The function is the role a standard plays in the creation and storage of metadata. Some functions define the basic entities to be described, others define specific fields, others give guidance on how to record a specific data element, and still others define concrete data structures for the storage of information.
- Conceptual Models provide a high-level approach to resource description in a certain domain. They typically define the entities of description and their relationship to one another.
- Content Standards guide the creation of data for certain fields or metadata elements, sometimes defining what the source of a given data element should be.
- Controlled Vocabularies are enumerated (either fully or by stated patterns) lists of allowable values for elements for a specific use or domain. Includes classification schemes that use codes for values — such as the Dewey Decimal System.
- Framework/Technology encompasses models and protocols for the encoding and/or transmission of information, regardless of its specific format.
- Markup Languages feature specific aspects of a resource, typically in XML. They are unlike other “metadata” formats in that they provide not a surrogate for or other representation of a resource, but rather an enhanced version of the full resource itself.
- Record Formats are specific encodings for a set of data elements. Many structure standards are defined together with a record format that implements them.
- Structure Standards define, at a conceptual level, the data elements applicable for a certain purpose or for a certain type of material. These may be defined anew or borrowed from other standards. This category includes formal data dictionaries.
The purpose is the general type of metadata the standard is designed to record.
- Data are standards whose purpose is to enclose the resource itself, possibly together with metadata or with added value such as markup.
- Descriptive Metadata standards include information to facilitate the discovery (via search or browse) of resources, or provide contextual information useful in the understanding or interpretation of a resource.
- Metadata Wrappers package together metadata of different forms, or metadata together with the resource itself.
- Preservation Metadata is the information needed to preserve, keep readable, and keep useful a digital or physical resource over time. Technical metadata is one type of preservation metadata, but preservation metadata also includes information about actions taken on a resource over time and the actors who take these actions. — e.g., information about conservation of a painting.
- Rights Metadata is the information a human or machine needs to provide appropriate access to a resource, provide appropriate notification and compensation to rights holders, and to inform end users of any use restrictions that may exist.
- Structural Metadata makes connections between different versions of the same resource, makes connections between hierarchical parts of a resource, records necessary sequences of resources, and flags important points within a resource.
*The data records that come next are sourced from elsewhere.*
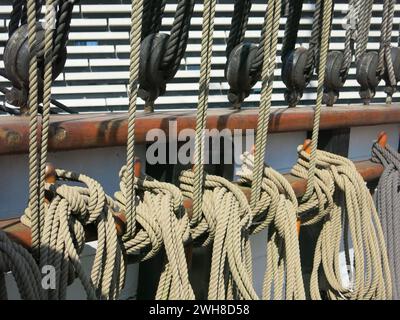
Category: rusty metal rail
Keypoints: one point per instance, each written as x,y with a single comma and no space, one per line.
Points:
17,231
72,132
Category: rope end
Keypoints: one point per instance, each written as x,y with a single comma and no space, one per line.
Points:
382,139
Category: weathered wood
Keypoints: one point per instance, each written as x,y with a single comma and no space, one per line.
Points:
72,132
17,231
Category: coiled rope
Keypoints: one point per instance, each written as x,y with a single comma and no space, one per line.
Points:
20,262
156,216
387,202
63,239
221,212
331,178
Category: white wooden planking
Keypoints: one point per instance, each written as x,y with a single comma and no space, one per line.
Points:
98,54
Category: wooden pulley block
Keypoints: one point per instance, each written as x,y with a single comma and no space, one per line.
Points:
334,77
16,64
237,72
295,75
367,75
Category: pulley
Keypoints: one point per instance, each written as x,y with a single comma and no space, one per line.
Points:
367,75
152,79
295,76
161,53
238,73
16,64
334,77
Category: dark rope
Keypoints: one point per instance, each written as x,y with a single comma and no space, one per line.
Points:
177,42
387,200
63,25
292,27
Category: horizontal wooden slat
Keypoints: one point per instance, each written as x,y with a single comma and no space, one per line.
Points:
70,132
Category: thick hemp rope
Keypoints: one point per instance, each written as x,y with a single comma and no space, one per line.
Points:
385,62
59,231
156,216
387,202
331,181
20,263
337,179
227,220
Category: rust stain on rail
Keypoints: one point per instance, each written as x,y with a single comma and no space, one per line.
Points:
369,170
73,132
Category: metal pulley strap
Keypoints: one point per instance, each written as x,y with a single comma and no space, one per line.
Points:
16,51
339,62
299,64
161,54
244,60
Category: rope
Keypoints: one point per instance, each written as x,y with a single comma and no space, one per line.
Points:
157,217
23,267
336,178
385,62
135,37
222,215
331,181
204,82
45,121
387,204
162,221
326,20
33,130
63,238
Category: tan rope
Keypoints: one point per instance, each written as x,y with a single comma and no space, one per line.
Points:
162,221
63,239
33,129
20,262
337,178
135,38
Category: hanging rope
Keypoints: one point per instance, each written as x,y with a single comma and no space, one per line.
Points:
20,262
387,204
331,178
36,216
336,178
299,64
71,209
224,217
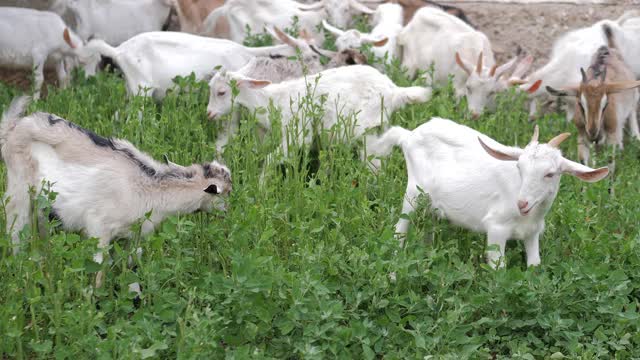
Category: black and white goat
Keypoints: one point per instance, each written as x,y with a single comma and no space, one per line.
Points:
104,185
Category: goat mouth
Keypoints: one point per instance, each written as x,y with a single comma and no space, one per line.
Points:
525,212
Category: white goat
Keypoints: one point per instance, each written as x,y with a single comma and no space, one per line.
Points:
387,22
260,14
605,98
573,51
32,39
192,13
116,21
103,185
280,68
482,185
151,60
357,89
454,48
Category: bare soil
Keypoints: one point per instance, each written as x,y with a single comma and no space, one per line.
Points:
534,27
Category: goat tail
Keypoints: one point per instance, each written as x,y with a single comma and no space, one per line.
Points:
383,145
411,95
11,115
608,33
628,15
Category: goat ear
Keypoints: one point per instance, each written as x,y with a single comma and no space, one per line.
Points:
615,87
584,173
380,42
67,38
505,154
561,92
533,88
212,189
462,64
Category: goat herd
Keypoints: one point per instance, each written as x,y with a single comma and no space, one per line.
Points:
105,185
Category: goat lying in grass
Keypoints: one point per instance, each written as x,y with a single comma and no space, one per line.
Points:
605,99
103,185
482,185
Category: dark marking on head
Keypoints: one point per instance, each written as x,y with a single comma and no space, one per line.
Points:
599,66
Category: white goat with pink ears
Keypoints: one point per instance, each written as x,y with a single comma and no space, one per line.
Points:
482,185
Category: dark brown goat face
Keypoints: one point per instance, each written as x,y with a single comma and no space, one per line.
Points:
592,102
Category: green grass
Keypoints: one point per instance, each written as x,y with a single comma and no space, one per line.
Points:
299,268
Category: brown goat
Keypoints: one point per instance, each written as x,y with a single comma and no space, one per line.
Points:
605,99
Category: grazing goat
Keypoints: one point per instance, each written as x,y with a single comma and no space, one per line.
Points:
280,68
259,14
103,185
605,98
116,21
574,49
151,60
482,185
32,39
387,22
357,89
457,46
192,13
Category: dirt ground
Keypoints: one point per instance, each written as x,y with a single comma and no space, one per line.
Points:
534,27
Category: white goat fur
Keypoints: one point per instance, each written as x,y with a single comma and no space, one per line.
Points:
116,21
151,60
103,185
449,35
357,89
474,189
260,14
32,39
387,21
573,51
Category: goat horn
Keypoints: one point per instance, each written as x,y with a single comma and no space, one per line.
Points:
556,141
536,134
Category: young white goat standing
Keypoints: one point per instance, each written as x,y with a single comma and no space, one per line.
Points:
605,98
29,39
151,60
357,89
387,22
482,185
104,185
454,47
280,68
574,50
260,14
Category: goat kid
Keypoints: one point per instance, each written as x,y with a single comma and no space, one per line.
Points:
104,185
150,61
357,89
33,39
605,99
387,21
482,185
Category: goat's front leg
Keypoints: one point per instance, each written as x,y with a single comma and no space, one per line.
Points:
38,74
497,235
103,244
532,248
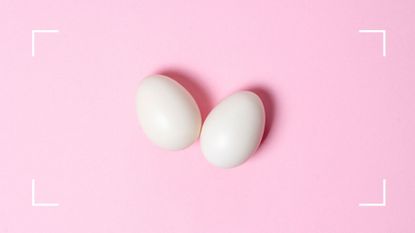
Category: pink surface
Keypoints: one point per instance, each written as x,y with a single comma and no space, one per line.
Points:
341,116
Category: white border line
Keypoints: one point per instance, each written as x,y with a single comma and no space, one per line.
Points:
40,31
383,37
34,204
383,204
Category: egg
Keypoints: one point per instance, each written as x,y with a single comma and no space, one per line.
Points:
167,113
233,130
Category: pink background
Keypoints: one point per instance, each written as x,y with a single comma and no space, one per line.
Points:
340,116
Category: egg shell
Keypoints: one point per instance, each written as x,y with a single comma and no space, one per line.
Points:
167,112
233,130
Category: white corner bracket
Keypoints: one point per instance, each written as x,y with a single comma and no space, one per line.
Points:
40,31
383,37
383,203
34,204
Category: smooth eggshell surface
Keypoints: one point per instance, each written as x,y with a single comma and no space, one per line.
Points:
233,130
167,113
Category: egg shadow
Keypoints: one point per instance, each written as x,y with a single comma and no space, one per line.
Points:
270,105
195,88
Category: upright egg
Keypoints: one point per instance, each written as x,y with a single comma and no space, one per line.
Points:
167,113
233,130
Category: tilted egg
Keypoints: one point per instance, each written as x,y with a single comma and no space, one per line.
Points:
233,130
167,113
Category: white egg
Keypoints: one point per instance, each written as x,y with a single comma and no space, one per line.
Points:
167,113
233,130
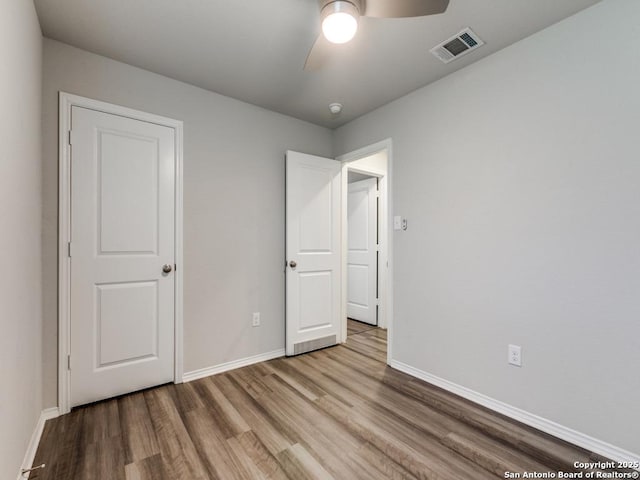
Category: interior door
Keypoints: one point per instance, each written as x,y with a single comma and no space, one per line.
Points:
312,252
362,251
122,255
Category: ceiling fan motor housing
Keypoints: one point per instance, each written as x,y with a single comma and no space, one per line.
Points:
348,6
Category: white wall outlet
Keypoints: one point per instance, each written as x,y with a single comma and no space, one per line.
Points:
515,355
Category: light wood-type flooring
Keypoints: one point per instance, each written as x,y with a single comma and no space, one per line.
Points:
336,413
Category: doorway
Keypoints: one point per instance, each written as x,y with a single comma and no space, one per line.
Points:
363,239
372,162
120,251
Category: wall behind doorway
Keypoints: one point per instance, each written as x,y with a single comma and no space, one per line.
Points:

- Technical Metadata documents the digital and physical features of a resource necessary to use it and understand when it is necessary to migrate it to a new format.
Riley says she created the map to “assist planners with the selection and implementation of metadata standards.” It’s an awesome starting point, and the map places the standards in the pie slices, depending on their connection to a category. See the diagram PDF, where you can zoom in and see the 105 standards mapped on the pies, and see how standards are interrelated. Riley also made a glossary about each standard.
There are many other metadata standards for the sciences and industry.